Last Updated: Friday - 09/24/2010
Week of April 5, 2004
Warm up before entering spiritual arena
By FR. RON ROLHEISER, omi
In order to live in real courage we must die before we die.
When Pilate says to him: "Don't you know that I have power over you, power to take your life or to save it." Jesus answers: "You have no power over me whatsoever. Nobody takes my life, I give it over freely." In essence, Pilate is threatening a man already dead. No big threat. Jesus had already undergone the agonia. In great anguish he had given his life over freely the night before and so he is ready for whatever awaits him.
We see something similar in Oscar Romero, martyred in 1980. When Romero was first named an archbishop, he was a good, sincere man, but also someone who lived in timidity and fear.
However as he met with the poor and let them baptize him with the truth he began to experience a certain agonia, namely, it became clearer and clearer to him that he was on a collision-course which would eventually force him to choose between backing away from the truth so as to save his own life or speaking the truth and being killed for it.
Understandably, he began to sweat a certain blood, a certain spiritual and emotional lather began to warm his spiritual muscles.

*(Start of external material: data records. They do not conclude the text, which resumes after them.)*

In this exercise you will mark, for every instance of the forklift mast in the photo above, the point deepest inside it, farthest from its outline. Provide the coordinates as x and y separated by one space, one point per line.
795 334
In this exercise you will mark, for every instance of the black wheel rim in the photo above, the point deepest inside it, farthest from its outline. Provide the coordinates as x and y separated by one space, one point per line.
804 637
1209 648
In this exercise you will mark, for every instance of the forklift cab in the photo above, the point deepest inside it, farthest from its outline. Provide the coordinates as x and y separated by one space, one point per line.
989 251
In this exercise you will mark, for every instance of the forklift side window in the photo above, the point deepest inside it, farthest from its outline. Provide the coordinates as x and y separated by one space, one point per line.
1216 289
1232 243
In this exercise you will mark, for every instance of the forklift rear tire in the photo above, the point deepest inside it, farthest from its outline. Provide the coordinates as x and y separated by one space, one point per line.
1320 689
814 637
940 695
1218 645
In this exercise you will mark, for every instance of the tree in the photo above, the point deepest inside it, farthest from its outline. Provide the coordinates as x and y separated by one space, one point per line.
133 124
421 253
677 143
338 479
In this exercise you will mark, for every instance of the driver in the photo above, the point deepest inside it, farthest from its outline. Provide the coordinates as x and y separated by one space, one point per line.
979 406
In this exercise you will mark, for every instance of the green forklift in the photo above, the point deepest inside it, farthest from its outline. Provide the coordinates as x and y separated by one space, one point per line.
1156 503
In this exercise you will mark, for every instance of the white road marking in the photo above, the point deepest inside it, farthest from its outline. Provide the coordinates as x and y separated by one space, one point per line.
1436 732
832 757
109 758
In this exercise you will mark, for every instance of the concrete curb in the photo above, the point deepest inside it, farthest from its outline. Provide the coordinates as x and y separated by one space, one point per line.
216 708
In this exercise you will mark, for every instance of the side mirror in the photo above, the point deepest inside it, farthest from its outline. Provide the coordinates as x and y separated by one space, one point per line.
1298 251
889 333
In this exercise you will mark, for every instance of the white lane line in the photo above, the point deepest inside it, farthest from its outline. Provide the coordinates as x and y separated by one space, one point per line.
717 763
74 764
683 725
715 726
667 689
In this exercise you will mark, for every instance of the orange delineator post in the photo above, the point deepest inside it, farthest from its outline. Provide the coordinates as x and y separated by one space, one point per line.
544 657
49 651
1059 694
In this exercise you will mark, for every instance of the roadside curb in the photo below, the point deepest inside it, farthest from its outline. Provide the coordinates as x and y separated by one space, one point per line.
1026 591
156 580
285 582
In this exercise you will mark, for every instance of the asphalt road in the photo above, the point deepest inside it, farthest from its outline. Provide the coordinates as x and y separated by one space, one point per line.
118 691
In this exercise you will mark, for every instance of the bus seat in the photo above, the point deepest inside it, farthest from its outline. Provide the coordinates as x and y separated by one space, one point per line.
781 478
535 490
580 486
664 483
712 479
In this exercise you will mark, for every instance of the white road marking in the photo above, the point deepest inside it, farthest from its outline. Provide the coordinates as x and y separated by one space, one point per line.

At a point, he had to speak the truth and, in doing so, assured his own death. But he had readied himself. He had already suffered his agonia in Gethsemane and could now act with courage.
We have nothing to fear but fear itself; easily said, but mostly our lives are dominated by it.
We may be sincere and good, but we're also fearful. Fearful of pain, of losing loved ones, of misunderstanding, of opposition, of sickness, of shame, of discomfort of all kinds and ultimately of death.
Deep inside us is a powerful pressure to do whatever it takes to ensure our own lives, safety, and security.
And so it's not on the basis of nature that we give our lives away or move towards real courage.
Like an athlete preparing for a tough contest, we must train for this. Like Jesus in Gethsemane, we must die before we die, we must experience a courage-inducing agonia, so that, already having given it all away, we no longer live in the paralyzing fear that someone might take it from us.